Lead tin telluride (Pb.sub.1-x Sn.sub.x Te) is a pseudo-binary system of lead telluride and tin-telluride which forms a solid solution over the entire compositional range wherein 0 .ltoreq. x .ltoreq. 1. The two compounds, lead telluride and tin telluride, are mutually soluble in all proportions and the alloy has an energy gap which varies linearly with composition passing through zero and rising again with increasing tin telluride concentration. This energy gap variability, provided by adjustment of the lead to tin ratio, enables use of this composition for intense radiation sources and intrinsic photodetectors covering the wavelength region from about 5 mm. to the far infrared, for injection laser action to about 28 mm., and for photovolatic detection to 30 mm. in lead tin telluride diodes. As a consequence, lead tin telluride has wide use such as radiation detectors, e.g., in the infrared, laser materials, photosensitive devices, and, in general, semiconductor material.
The phase diagram of lead tin telluride (FIGS. 1 and 2) indicates a narrow separation of the liquidus and solidus curves, thereby enabling the advantageous use of several prior art crystal growth methods. Such methods include the Bridgman-Stockbarger, Czochralski, vapor transport, and vapor phase epitaxial growth techniques. All these methods have been relatively successful in producing lead tin telluride; however, they are deficient in one or more respects.
In the Bridgman-Stockbarger and Czochralski methods, growth proceeds from a melt to a solid. Because the liquidus-solidus curves for lead tin telluride are narrowly separated, the composition of a growing crystal differs from that of the melt from which it grows. Therefore, the resulting crystal does not have a uniform composition but varies, as will be more fully explained with reference to FIGS. 1 and 2.
A further problem arising in the Bridgman-Stockbarger and Czochralski techniques resides in maintaining the proper stoichiometry of the lead and tin metal to tellurium. Because lead tin telluride is stable within a relatively wide solidus field, the ratio of metal to tellurium invariably is not equal to one, but is a number greater or less than one, that is, it can exist having a non-stoichiometric composition. As a consequence, the resulting composition is either metal rich or, most usually, metal poor. Thus, the composition is most often nonstoichiometric.
These prior art techniques further give rise to defects and inhomogeneity as a result of constitutional supercooling. Lead tin telluride exhibits a liquid phase which is increasingly enriched in metal as the liquid phase approaches the liquid-solid interface and further exhibits a sudden drop in metal as the solid phase is entered at the liquid-solid interface. Furthermore, metal-rich portions solidify at a temperature lower than that of tellurium-rich portions. Thus, as the solid forms at the liquid-solid interface, because of the variation in composition between the liquid and solid phases and because of faster solidification of metal-rich portions than tellurium-rich portions due to their lower melting point, the resulting crystal shows metal precipitation and an undesired cellular substructure.
Other problems arise because these techniques require operation at high temperature in order to obtain the melt. Such high temperatures promote a greater likelihood that impurities will be leached, in particular from the crucible, especially in view of the large contact area between the crucible and the crystal. In addition, these methods require relatively elaborate and expensive equipment.
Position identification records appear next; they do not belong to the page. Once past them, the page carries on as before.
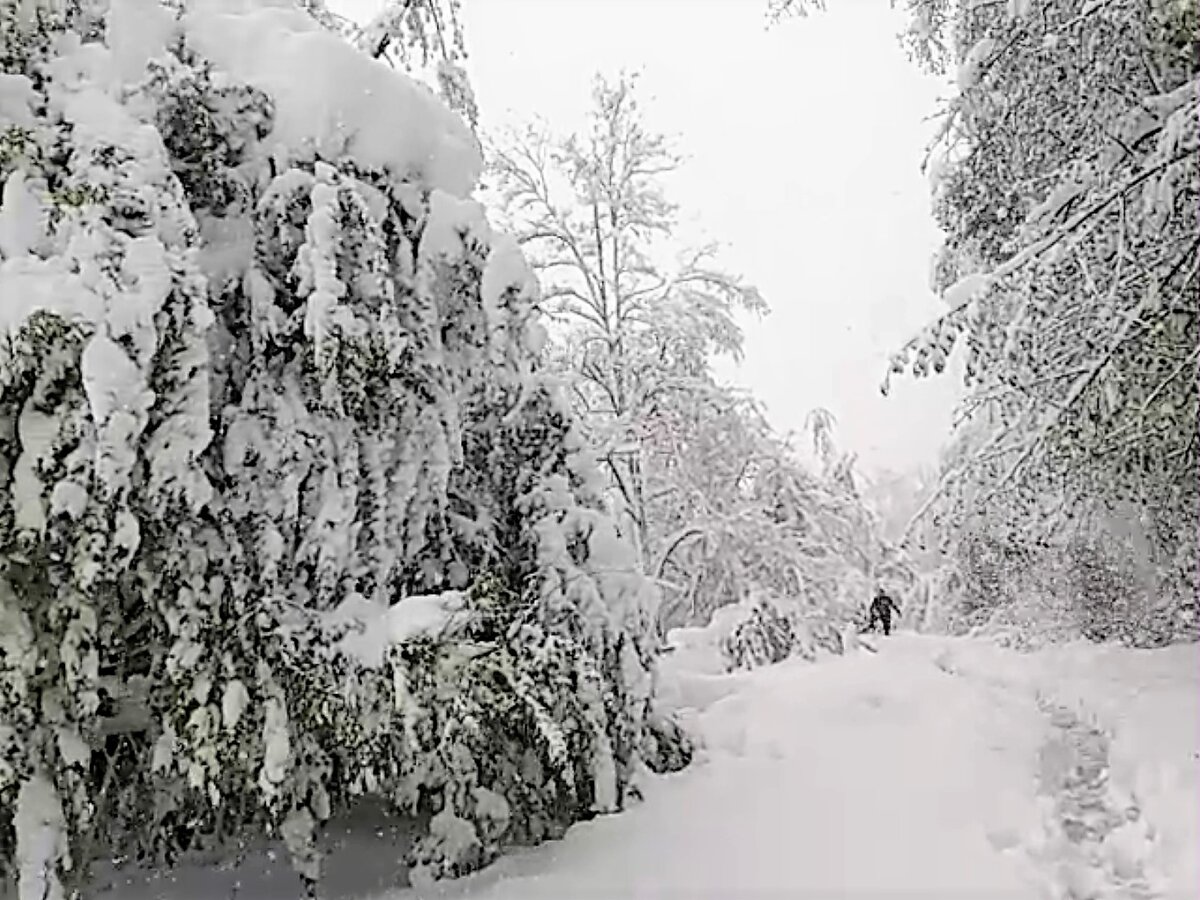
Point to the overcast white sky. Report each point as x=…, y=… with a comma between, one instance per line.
x=804, y=144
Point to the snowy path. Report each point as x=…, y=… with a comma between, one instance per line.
x=870, y=777
x=939, y=768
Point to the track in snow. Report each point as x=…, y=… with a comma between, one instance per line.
x=874, y=777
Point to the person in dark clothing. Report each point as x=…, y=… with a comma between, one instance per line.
x=881, y=611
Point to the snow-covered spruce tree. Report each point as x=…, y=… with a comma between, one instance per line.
x=269, y=376
x=696, y=473
x=1068, y=181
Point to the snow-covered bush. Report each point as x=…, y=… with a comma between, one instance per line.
x=768, y=630
x=268, y=372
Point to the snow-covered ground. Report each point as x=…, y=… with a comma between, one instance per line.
x=935, y=768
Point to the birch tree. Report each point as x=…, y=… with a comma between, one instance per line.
x=637, y=317
x=1067, y=181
In the vapor transport method, the source, having the desired composition, is place in a temperature gradient for sublimation and condensation on a colder surface. Because growth is initiated by spontaneous nucleation, success depends on the ability to obtain the smallest number of nucleation sites, the control of which is very difficult. Thus, this method usually results in the formation of many small points of nucleation at the tip of the tube and their eventual growth together to produce a crystal which is not a single crystal. Furthermore, these crystals are of a very small size, being limited to a few cubic millimeters, and normally contain a high density of voids or minute holes.
Anneal of lead tin teluride is required to reduce high carrier concentration in the as-grown material. One method includes isothermal metal saturated annealing. The undoped as-grown crystal is sliced into thin wafers and the wafers are isothermally annealed with a metal-rich powder. Due to the slow diffusion rate arising from the low cross-over temperature, the temperature at which the stochiometric line crosses the solidus line, the wafers must be annealed for a long time in the order of two months. Another method is to diffuse lead or other doner impurities into the crystal. The disadvantage with this method, also, is the time factor; it requires approximately two weeks to attain a low carrier concentration.